Hi,
Am 28.03.2013 21:04, schrieb Guillaume Bailleul:
On Tue, Mar 26, 2013 at 2:21 PM, Maruan Sahyoun <sahy...@fileaffairs.de> wrote:
Hi there,
here is a rough summary of some ideas I have for a potential pdfbox 2.0
release. Maybe we could capture these as part of a wiki or jira ticket so we
can add and agree on some of these if we want to. As soon as we have agreement
we could have individual tickets for them.
WDYT?
# rearchitect PDF parsing into lexing, incremental (non caching) parser and
caching parser
o the lexer would be the low level component delivering tokens to the parser. A
sample implementation exists as part of PDFBOX-1000. The benefit would be a
clean low level handling of tokens. Although I proposed the lexer I'm not
totally happy with the current implementation.

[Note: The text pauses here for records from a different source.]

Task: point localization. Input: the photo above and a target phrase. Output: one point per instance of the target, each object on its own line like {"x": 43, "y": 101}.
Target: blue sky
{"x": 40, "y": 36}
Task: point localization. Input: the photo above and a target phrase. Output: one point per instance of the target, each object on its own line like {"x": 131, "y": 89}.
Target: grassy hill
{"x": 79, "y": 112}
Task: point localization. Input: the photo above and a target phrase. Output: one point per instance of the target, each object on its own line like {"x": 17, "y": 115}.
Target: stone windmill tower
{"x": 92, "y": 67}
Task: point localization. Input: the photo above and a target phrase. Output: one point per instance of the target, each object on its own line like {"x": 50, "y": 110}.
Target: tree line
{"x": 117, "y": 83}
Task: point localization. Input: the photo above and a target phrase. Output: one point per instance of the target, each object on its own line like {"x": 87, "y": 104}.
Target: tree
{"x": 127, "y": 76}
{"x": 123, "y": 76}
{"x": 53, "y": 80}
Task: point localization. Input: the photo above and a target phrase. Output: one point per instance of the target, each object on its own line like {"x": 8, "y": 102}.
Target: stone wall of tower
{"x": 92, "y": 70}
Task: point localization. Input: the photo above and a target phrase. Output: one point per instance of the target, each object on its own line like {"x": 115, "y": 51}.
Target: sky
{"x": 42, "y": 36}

That's something for another
mail/ticket ...
o the incremental (non caching) parser would allow for page by page processing
moving forward only to support text extraction, merging, splitting … - the
benefit would be a lower memory consumption as well as a potential faster
processing
o the caching parser would support applications such a PDFDebugger or PDFReader
# handling of pdf versions
the current implementation is a mix of PDF 1.4 and some adhoc additions without
a clear distinction what is and is not supported. We could ad some support for
explicitly handling versions in pdfbox e.g. my marking certain methods and
properties to the pdf version support level. This could in addition be a good
basis for PDF/A and other compliance checks.
# handle large pdf files
in addition to the pdf parsing pdfbox does not always handle large pdf files
well as some of the references are implemented as int instead of long
# split pdfbox into modules to support use cases such as text extraction and
merge with the minimum amount of classes needed. more app like tolls such as
the PDFDebugger or PDFReader could be additional modules.
With kind regards
Maruan Sahyoun
Hi Maruan,
I think some wiki pages should be good. This discussion already
started but as mails in the list or maybe jira tickets lost in the
flow.
There is an apache wiki [1], but I found nothing on PDFBox, a good way
occasion to start.
Once we migrated our site to the Apache CMS we'll have some sort of wiki, so
that we IMHO don't have to ask for other one.
I do not have many more ideas. According to me, having different
modules for PDF parsers, PDF makers and PDF viewers is an important
one.
This is one of my favourites, too. Let's see what'll come up. At least we don't
only need people who are interested in some features but also in implementing
it ;-)
[1] http://wiki.apache.org/general/
Guillaume Bailleul
BR
Andreas Lehmkühler